[Docutils-checkins] SF.net SVN: docutils:[9967] trunk/docutils

SourceForge Headquarters 1320 Columbia Street Suite 310 San Diego, CA 92101 +1 (858) 422-6466

Revision: 9967
          http://sourceforge.net/p/docutils/code/9967
Author:   milde
Date:     2024-10-24 21:05:01 +0000 (Thu, 24 Oct 2024)
Log Message:
-----------
Start reconciling "colwidth" attribute definition and use.

First, backwards compatible changes get the handling of the
`<colspec>` element's "colwidth" attribute in line with the
definition in the Exchange Table Model.

The "colwidth" attribute is defined in the "Exchange Table Model"
as either a *proportional measure* or a *fixed measure*.
Currently, Docutils supports only unitless values and interpets them
as proportional measures while the Exchange Table Model interprets
unitless values as fixed measures with default unit {U+201C}pt{U+201D}!

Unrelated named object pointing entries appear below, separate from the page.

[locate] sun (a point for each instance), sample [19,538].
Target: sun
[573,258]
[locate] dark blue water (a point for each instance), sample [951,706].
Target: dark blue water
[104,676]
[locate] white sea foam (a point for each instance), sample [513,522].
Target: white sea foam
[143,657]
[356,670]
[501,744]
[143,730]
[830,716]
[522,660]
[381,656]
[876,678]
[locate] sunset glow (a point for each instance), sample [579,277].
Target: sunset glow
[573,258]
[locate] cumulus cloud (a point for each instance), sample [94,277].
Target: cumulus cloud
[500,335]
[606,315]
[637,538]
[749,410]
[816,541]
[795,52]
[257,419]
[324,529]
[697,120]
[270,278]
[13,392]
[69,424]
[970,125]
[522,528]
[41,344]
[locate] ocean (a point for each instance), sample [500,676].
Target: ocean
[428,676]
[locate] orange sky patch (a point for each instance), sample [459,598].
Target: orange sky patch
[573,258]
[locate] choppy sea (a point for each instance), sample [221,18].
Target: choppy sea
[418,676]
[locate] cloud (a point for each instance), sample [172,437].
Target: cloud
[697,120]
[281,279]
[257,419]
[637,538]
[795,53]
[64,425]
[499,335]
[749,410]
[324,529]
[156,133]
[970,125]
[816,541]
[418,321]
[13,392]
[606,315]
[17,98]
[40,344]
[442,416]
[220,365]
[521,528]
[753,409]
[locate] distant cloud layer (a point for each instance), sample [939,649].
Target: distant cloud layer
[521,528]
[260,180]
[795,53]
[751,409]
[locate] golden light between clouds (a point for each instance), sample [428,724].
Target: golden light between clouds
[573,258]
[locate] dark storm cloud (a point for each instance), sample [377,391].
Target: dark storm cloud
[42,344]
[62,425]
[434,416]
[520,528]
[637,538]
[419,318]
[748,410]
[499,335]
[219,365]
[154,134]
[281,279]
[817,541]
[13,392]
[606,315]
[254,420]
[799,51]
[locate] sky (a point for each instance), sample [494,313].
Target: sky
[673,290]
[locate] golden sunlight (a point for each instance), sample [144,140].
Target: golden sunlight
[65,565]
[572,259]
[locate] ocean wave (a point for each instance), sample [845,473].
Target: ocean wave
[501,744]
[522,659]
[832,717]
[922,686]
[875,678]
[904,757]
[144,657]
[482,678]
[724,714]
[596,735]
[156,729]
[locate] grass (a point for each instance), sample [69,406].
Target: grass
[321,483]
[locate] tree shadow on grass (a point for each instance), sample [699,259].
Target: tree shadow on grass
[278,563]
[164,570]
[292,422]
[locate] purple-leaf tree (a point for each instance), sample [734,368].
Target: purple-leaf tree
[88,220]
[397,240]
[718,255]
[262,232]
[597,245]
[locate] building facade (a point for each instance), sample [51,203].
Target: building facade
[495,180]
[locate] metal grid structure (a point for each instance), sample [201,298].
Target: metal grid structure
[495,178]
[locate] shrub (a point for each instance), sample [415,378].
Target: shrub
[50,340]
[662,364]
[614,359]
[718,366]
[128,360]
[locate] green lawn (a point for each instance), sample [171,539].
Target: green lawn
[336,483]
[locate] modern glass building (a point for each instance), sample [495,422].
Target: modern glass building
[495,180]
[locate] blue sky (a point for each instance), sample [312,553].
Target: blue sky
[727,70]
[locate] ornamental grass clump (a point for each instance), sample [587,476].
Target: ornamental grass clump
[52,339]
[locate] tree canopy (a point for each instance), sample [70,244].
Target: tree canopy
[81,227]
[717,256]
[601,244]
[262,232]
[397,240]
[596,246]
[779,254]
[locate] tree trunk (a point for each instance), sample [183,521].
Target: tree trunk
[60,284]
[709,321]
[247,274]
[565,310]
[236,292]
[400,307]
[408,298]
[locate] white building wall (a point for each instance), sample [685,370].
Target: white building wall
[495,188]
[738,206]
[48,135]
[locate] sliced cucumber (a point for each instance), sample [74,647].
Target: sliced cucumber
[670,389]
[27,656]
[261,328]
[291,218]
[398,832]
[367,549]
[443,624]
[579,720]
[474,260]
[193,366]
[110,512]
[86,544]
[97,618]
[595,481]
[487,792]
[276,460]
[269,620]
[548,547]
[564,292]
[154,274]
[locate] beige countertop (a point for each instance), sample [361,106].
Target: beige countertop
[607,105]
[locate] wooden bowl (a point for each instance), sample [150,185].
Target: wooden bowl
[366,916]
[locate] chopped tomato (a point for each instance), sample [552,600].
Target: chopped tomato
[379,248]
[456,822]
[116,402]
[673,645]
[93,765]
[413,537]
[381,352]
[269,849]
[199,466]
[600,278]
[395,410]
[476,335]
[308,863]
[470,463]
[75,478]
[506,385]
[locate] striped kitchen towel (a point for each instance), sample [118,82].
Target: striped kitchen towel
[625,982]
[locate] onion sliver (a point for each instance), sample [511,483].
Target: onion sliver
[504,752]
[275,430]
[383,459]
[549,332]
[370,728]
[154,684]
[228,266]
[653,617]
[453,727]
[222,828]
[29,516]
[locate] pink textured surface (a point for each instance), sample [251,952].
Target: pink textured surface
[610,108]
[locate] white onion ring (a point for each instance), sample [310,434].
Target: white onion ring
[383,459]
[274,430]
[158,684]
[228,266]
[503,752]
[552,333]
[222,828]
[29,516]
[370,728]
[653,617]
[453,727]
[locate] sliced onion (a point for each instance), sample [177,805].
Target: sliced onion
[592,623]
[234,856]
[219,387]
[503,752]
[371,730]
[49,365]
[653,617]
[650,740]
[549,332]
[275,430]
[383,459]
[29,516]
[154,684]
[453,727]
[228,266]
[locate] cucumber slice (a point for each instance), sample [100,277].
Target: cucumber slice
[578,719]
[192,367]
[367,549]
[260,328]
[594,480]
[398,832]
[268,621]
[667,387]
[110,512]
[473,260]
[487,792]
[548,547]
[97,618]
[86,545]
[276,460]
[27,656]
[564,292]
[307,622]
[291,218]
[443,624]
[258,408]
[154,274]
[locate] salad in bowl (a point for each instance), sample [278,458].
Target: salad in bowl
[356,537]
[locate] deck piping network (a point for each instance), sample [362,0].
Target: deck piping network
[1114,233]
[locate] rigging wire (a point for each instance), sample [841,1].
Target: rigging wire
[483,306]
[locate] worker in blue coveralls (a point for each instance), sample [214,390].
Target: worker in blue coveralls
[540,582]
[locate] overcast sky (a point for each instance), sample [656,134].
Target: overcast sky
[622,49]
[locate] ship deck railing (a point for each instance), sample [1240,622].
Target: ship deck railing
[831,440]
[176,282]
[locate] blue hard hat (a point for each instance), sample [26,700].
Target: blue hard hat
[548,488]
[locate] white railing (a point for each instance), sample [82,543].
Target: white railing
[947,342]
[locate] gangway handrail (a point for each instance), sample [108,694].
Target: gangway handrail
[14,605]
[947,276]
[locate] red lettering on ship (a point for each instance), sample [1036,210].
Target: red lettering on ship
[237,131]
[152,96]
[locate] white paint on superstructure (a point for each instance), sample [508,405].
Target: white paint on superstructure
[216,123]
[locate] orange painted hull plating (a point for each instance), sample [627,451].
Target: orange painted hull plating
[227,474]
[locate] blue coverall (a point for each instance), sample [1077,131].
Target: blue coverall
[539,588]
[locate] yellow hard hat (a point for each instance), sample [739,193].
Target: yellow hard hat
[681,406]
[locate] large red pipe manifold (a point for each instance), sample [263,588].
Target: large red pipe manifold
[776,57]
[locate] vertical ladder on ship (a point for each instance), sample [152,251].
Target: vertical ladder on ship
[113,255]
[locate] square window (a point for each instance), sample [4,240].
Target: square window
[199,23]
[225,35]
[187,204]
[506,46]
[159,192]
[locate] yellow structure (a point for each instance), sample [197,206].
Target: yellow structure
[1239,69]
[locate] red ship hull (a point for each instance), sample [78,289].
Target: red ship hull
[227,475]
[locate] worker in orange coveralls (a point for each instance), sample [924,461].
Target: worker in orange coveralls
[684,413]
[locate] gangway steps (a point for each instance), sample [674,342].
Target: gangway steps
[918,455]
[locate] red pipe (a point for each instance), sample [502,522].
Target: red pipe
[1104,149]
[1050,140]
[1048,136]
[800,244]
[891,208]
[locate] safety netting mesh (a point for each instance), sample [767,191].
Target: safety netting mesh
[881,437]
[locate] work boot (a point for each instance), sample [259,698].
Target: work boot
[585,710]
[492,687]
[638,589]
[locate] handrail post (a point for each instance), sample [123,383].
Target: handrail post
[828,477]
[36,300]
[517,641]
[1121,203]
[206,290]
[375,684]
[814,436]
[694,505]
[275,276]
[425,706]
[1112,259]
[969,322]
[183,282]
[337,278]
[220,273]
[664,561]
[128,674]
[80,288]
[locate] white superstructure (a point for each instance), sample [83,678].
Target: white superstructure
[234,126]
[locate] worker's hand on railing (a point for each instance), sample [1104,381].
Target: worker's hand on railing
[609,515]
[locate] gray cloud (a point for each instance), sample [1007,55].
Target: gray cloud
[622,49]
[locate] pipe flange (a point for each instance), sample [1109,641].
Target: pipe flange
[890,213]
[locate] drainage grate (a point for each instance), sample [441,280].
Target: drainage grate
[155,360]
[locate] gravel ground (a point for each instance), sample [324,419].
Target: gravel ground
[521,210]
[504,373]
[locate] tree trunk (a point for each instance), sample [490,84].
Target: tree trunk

The new optional argument "unit_pattern" for `nodes.parse_measure()`
allows configuring what is recognized as a unit.

The new validation function `nodes.validate_proportional()`
for the "colwidth" attribute also accepts conformant values like
"5.2*" (for 5.2 times the "unit proportion").
For backwards compatibility reasons, the attribute is still stored
as numerical value in Python doctree element instances.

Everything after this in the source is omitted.